Creo Medical Group plc  (AIM: CREO), expects trading in the near-term to be slower than original management expectations. But with cash at bank of £78m, looks well capitalised to weather this COVID-19 induced slowdown. 

Whilst progress during 1Q20 for regulatory approvals for a further four devices has been in-line with management expectations, with significant growth in commercial orders for its ‘Speed boat’ device over the long term, the roll out of its Clinical Education Programme has been impacted by the ongoing travel restrictions and social distancing policies put in place by governments across the world to limit the spread of COVID-19. 
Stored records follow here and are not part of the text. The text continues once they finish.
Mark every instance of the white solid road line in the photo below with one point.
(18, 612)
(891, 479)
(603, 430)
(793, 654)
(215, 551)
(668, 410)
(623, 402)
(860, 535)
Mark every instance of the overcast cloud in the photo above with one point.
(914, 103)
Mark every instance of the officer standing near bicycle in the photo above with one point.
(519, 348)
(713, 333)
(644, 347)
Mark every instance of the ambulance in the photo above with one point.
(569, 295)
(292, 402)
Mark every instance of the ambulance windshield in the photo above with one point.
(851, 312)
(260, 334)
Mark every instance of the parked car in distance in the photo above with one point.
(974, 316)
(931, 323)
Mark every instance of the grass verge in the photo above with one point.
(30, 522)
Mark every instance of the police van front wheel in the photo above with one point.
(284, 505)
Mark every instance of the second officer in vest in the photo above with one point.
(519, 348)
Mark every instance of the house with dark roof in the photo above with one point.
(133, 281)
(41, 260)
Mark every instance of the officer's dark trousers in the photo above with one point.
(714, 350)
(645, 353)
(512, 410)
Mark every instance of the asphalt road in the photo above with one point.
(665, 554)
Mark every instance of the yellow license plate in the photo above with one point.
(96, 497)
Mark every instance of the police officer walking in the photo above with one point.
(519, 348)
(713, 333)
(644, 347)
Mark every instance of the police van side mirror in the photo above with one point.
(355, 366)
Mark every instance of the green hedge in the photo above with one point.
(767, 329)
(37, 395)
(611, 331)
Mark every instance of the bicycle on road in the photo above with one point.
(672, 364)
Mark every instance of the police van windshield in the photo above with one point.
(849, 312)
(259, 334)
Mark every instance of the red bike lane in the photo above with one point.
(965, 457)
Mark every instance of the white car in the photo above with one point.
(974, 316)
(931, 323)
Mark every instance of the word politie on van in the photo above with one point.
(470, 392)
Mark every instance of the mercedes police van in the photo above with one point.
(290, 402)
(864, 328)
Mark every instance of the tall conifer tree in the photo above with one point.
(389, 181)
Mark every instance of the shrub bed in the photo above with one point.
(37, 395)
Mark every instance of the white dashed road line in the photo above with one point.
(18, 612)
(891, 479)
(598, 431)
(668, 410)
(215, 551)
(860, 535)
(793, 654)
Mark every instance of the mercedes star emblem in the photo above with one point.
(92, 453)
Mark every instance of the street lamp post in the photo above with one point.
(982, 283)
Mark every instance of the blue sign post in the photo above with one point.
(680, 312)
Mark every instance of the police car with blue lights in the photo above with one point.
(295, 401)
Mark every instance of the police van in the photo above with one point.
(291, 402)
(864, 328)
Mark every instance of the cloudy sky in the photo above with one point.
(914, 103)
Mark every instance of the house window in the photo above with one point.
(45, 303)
Therefore, initial revenues from the early adoption of Speedboat are likely to be lower in the near-term than originally expected. 

However, due to savings as a result of the slow-down, EBITDA and cash are likely to be better than expected for the period. 

Furthermore, following the Company's £51.9 million fundraising in December 2019, cash reserves at the end of February were £78m and are more than sufficient to secure the business activities and staff through the current situation and beyond. 

Consensus estimates for FY20e are currently £1.1m with a loss at the EBITDA level of approximately £21m with cash outflow from operations expected to be £22m. Given cash resources at the end of February 2020 of £78m, the Company appears well capitalised to survive this COVID-19 induced slowdown. Shares in Creo are trading up 5% following this announcement. 

 

 

Craig Gulliford, Chief Executive Officer of Creo, commented: "Whilst COVID-19 will have a short term impact on the roll-out of our clinical training programme, the medium and longer term prospects for our business remains undiminished. We have a very strong cash position offering us the security needed to gain regulatory clearances and to successfully commercialise our wider range of endoscopic surgery products."